Democracy solves extinction- Democratic nations must answer to their own citizens


Diamond, 95 [Larry Diamond, Hoover Institution, Stanford University, “Promoting Democracy in the 1990s,” December 1995, http://www.carnegie.org//sub/pubs/deadly/diam_rpt.html]
Nuclear, chemical and biological weapons continue to proliferate. The very source of life on Earth, the global ecosystem, appears increasingly endangered. Most of these new and unconventional threats to security are associated with or aggravated by the weakness or absence of democracy, with its provisions for legality, accountability, popular sovereignty and openness. The experience of this century offers important lessons. Countries that govern themselves in a truly democratic fashion do not go to war with one another. They do not aggress against their neighbors to aggrandize themselves or glorify their leaders. Democratic governments do not ethnically "cleanse" their own populations, and they are much less likely to face ethnic insurgency. Democracies do not sponsor terrorism against one another. They do not build weapons of mass destruction to use on or to threaten one another. Democratic countries form more reliable, open, and enduring trading partnerships. In the long run they offer better and more stable climates for investment. They are more environmentally responsible because they must answer to their own citizens, who organize to protest the destruction of their environments.

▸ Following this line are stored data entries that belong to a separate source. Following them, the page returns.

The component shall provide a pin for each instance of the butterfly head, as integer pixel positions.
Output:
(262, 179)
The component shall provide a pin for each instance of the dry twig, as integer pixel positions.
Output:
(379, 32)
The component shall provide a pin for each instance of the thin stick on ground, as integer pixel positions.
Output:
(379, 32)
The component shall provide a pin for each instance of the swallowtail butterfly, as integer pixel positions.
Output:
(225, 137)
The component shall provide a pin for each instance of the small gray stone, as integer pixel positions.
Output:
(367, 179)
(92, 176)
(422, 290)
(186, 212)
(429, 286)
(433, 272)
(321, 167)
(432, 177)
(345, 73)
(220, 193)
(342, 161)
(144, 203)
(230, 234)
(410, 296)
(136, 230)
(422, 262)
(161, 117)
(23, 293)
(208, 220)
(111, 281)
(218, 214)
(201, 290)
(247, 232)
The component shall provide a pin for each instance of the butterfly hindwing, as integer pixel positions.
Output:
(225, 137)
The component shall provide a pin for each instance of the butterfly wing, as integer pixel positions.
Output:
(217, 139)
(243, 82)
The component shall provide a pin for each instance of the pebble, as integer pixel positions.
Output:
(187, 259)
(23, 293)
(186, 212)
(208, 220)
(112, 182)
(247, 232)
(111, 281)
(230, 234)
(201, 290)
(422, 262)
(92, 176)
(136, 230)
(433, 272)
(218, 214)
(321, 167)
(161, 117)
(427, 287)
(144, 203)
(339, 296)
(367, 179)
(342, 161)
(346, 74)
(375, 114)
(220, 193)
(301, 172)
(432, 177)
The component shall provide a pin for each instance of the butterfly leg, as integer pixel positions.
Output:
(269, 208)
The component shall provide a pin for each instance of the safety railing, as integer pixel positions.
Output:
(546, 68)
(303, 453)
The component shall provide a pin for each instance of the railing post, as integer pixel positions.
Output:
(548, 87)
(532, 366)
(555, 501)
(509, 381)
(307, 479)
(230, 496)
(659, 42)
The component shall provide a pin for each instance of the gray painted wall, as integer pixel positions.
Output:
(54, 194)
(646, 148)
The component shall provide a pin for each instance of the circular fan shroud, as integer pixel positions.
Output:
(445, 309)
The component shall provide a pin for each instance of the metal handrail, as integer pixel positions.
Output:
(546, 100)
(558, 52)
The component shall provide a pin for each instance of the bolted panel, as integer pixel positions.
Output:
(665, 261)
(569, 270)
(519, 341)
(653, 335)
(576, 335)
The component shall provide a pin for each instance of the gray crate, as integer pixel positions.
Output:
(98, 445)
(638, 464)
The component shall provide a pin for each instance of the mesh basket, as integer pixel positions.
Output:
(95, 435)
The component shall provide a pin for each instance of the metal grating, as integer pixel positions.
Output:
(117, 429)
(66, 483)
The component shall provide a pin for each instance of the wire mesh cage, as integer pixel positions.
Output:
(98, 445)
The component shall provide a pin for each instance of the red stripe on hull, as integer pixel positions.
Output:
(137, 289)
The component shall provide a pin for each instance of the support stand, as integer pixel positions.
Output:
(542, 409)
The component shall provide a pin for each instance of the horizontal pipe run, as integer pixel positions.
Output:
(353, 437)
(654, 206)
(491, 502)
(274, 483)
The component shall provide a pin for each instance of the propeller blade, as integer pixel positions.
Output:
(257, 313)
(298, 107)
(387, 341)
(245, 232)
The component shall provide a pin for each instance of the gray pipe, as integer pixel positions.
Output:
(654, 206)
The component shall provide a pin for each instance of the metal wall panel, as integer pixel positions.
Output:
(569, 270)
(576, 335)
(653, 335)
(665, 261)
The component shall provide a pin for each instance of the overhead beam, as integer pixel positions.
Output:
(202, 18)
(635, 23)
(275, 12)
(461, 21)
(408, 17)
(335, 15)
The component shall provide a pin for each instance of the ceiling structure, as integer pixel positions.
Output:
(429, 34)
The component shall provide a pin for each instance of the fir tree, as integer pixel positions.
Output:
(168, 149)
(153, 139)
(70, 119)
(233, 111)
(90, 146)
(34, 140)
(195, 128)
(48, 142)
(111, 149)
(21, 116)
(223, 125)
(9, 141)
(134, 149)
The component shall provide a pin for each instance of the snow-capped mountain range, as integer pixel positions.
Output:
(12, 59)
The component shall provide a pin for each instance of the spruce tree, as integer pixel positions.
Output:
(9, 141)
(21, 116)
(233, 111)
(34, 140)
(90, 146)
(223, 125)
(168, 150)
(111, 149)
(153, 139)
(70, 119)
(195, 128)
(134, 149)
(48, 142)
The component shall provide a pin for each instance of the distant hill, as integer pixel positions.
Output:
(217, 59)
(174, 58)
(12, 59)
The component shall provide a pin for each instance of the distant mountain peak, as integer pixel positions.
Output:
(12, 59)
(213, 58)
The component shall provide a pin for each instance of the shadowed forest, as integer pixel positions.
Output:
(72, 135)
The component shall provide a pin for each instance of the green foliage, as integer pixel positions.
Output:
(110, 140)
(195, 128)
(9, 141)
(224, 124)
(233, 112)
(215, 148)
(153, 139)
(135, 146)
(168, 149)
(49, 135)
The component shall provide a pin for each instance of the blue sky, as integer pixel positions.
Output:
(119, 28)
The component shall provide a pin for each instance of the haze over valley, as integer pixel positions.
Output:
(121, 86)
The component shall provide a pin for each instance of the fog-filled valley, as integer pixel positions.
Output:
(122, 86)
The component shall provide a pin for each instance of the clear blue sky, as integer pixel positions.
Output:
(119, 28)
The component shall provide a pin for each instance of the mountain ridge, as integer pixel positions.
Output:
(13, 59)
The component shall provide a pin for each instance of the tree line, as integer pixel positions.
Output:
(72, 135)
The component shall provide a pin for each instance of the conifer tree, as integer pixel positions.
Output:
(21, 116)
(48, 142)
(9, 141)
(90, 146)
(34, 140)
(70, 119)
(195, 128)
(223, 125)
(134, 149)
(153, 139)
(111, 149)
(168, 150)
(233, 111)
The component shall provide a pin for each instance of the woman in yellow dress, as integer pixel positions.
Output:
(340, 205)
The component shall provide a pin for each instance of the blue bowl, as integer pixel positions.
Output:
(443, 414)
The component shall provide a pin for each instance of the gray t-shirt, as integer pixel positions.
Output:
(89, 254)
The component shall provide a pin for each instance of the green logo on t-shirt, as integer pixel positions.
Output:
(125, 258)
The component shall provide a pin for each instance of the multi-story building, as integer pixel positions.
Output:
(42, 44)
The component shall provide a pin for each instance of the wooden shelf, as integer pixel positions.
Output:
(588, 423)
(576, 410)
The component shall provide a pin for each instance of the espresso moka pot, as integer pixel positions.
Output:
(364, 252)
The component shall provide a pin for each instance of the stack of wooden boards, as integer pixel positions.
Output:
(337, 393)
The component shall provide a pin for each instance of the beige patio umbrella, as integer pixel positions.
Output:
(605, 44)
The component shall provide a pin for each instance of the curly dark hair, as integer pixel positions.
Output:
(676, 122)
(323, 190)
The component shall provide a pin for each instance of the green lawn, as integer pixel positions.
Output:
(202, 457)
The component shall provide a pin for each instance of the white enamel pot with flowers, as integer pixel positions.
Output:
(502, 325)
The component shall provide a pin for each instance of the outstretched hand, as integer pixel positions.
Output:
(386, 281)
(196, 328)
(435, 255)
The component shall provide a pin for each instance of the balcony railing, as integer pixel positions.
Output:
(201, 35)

Disaster Relief & Humanitarian Aid




Aerospace solves disaster relief operations & humanitarian aid- It supports ISR info systems


USAF, 2k [United States Air Force, “Organization and Employment of Aerospace Power,” Air Force Doctrine Document 2, February 17, 2000, http://www.iwar.org.uk/military/resources/aspc/pubs/afdd2.pdf, DA 7/15/11]//RS
Information systems provide timely and vital warning and monitoring of potential crises through intelligence, surveillance, and reconnaissance (ISR). Aerospace power provides a national response for13 safeguarding human life through evacuation, humanitarian assistance and disaster relief operations, or peacekeeping reinforcement when aggression or natural disasters cause physical destruction, privation, or hardship.
( ) Terminal Impact

Prolif Impact




Aerospace solves prolif- Overflight verification reports each country’s testing or employment of weapon systems


USAF, 2k [United States Air Force, “Organization and Employment of Aerospace Power,” Air Force Doctrine Document 2, February 17, 2000, http://www.iwar.org.uk/military/resources/aspc/pubs/afdd2.pdf, DA 7/15/11]//RS
Arms Control Operations: Arms control operations limit and reduce the number and types of weapons threatening stability within a region. They encompass arms control verification that entails collecting, processing, and reporting of data indicating testing or employment of proscribed weapon systems, including country of origin and location, weapon and payload identification, and event type. The Open Skies Treaty, signed by 27 nations in 1992, allows overflight verification of each country’s conventional military posture and confirms that signatory nations are in compliance with the Conventional Forces in Europe Treaty.